DesktopAgentControlModule
Enables AI agents to programmatically interface with the desktop operating system's graphical elements via simulated physical input, facilitating automated execution of tasks within native applications.
Author

kitfactory
Quick Info
Actions
Tags
DesktopAgentControlModule 💻🤖 - OS Interaction Hub for Agents
Augment your AI framework's operational scope! 🚀 DesktopAgentControlModule (DACM) furnishes a robust communication layer between your sophisticated AI entities (operating within an MCP context) and the underlying Graphical User Interface (GUI) of the host machine. It grants the agent capabilities analogous to a human operator: visual perception 🧐, fine-grained pointer manipulation 🖱️, textual input delegation ⌨️, and window lifecycle management 🪟.
Eliminate reliance on manual intervention for routine digital chores. DACM is ideal for complex workflow orchestration, rigorous GUI regression validation, or building fully autonomous digital coworkers 🧑💻.
💡 Rationale for Adopting DACM
- 🤖 Agent Empowerment: Bestow direct control over conventional desktop software environments to your intelligent models.
- ✅ Seamless MCP Adherence: Optimized for rapid deployment within MCP-compliant execution environments, such as the Cursor IDE. Instantaneous setup is the standard.
- ⚙️ Minimal Overhead: Initialization requires only a straightforward invocation from the terminal; setup friction is negligible.
- 🖱️⌨️ Comprehensive Input Repertoire: Leverages the mature, extensively vetted functionalities provided by foundational libraries like PyAutoGUI and PyGetWindow.
- 🖼️ Visual Context Acquisition: Incorporates mechanisms for capturing screen states and performing template matching against visual assets—allowing agents to 'see' what the user sees.
- 🪟 Window State Manipulation: Full spectrum control over window dimensions, placement, focus state (minimize, maximize, restore). Maintain desktop organization effortlessly.
- 💬 User Feedback Loops: Utility functions for displaying modal dialogues (alerts, confirmations, user data prompts) to facilitate human-in-the-loop interaction.
🖥️ Operational Prerequisites
- Operating Systems: Compatible across Windows, macOS, and diverse Linux distributions (Ensure requisite system libraries for
pyautoguiare present). - Python Version: Requires Python 3.11 or newer 🐍
- Integration Clients: Cursor Editor, or any platform conforming to the Model Context Protocol (MCP)
🛠️ Initial Deployment Sequence - Effortless Activation!
1. Environment Preparation
It is strongly advised to isolate dependencies within a dedicated virtual environment.
# Environment Creation (e.g., using venv)
python -m venv .venv
# Windows Shell Activation
.venv\Scripts\Activate.ps1
# Unix/Linux/Mac Activation
source .venv/bin/activate
# Package Installation (Ensure VENV is active!)
pip install desktopagentcontrolmodule # Or pip install . for local build
(Note: Dependencies like scrot may be necessary for Linux screen capture tools.
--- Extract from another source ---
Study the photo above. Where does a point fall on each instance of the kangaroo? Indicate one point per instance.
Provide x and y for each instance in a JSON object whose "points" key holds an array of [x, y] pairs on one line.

Consult the upstream pyautogui documentation for OS-specific needs.)
2. Launching the MCP Gateway Service
Execute the server component from your active shell:
# Confirm your virtual environment is sourced!
python -m desktopagentcontrolmodule.server
The service will initialize and begin listening for network connections (default endpoint: 127.0.0.1:6789). The console output will confirm readiness:
INFO: Started server process [XXXXX]
INFO: Waiting for application startup.
INFO: Application startup complete.
INFO: Uvicorn running on http://127.0.0.1:6789 (Press CTRL+C to quit)
Keep this process alive to maintain agent connectivity for GUI manipulation.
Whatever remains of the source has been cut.